Fast Moving Consumer Goods (FMCG) companies, selling consumer goods, are well aware of the need for multiple brands of the same basic product. While these may seem to compete with each other, actually they are complementary, filling price or perception gaps in the product space. One example is a multinational selling multiple brands of soap, each at a different price point and with brand positioning aimed at a different audience. One can also think of large conglomerates operating hotels under various brand names, each with different facilities and room tariff.
The result may be a degree of cannibalisation, with one brand eating into the share of another, but this strategy expands the market for the product while also creating an entry barrier for competition. Beyond brands that fully encompass the market, companies would love to have product pairs or sets that create demand for each other, in a mutually reinforcing upward spiral. Some examples are known, others need to be found or innovated. Amongst the obvious ones are telecom networks and mobile handsets; more extensive the network, greater the demand for mobiles – and vice versa. Similarly, roads and cars: more roads or expressways stimulate the demand for cars, and more cars increase the demands for roads.
Other virtuous pairs exist but many more need to be found or created. This has special significance at a time when private investment needs to be stimulated. Government expenditure on one set of products could trigger private investment in the “paired” set. Government investment in roads and the consequent growth of private investment in the automobile sector is a case in point. Ideally, a policy tweak could lead to private capital expenditure in both sets. This has happened in the case of telecom – in which investments in both, the network and handset production, are from the private sector.
In looking at this, though, one needs to be wary of unintended negative effects. Health insurance can, for example, lead to a rise in medical costs, resulting in a rise in insurance premiums. Ultimately, the two chase each other to ever higher levels in a negative spiral of synergy. The US has long been a showcase of this danger.

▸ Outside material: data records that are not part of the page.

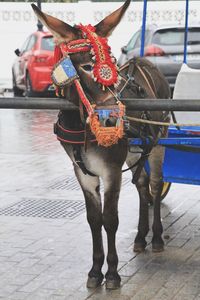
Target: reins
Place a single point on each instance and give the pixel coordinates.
(161, 123)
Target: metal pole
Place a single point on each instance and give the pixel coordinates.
(131, 104)
(143, 28)
(39, 24)
(186, 32)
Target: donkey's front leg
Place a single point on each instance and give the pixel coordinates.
(112, 184)
(90, 186)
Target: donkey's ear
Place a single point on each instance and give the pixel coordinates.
(107, 25)
(61, 30)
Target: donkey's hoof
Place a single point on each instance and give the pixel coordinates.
(113, 284)
(156, 248)
(139, 247)
(94, 282)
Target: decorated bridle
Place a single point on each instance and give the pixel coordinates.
(104, 72)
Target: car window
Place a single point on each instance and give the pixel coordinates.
(175, 36)
(24, 46)
(47, 43)
(133, 40)
(31, 43)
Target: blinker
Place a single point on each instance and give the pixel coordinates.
(64, 72)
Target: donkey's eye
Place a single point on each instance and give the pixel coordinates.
(87, 68)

Another example of such negative synergies is in the geo-political arena – the link between inter-country rivalry (even war) and sale of weapons. More conflict means greater arms sales, while more of the latter enhances the possibility of conflict: a spiral that is sad for people, but not really negative for arms manufacturers. An extreme extension of this – reminiscent of Kafka in its level of absurdity – is the US dropping food supplies in Gaza to bring relief to the starving population, a situation brought about by the US itself continuing to supply arms to Israel for its ongoing assault on the hapless people of Gaza! Strange synergy indeed – food to help people survive and bombs to kill: destruction leads to relief supplies for survival, but survival of Palestinians (including of Hamas cadres) “requires” Israel to continue its devastating attacks. Of course, the US is not the only country indulging in such hypocritical “synergistic” actions.
The challenge, then, for innovators, corporates, and countries is to come up with sets of products which create mutual reinforcement, but to avoid those with negative effects and certainly those that cause grief.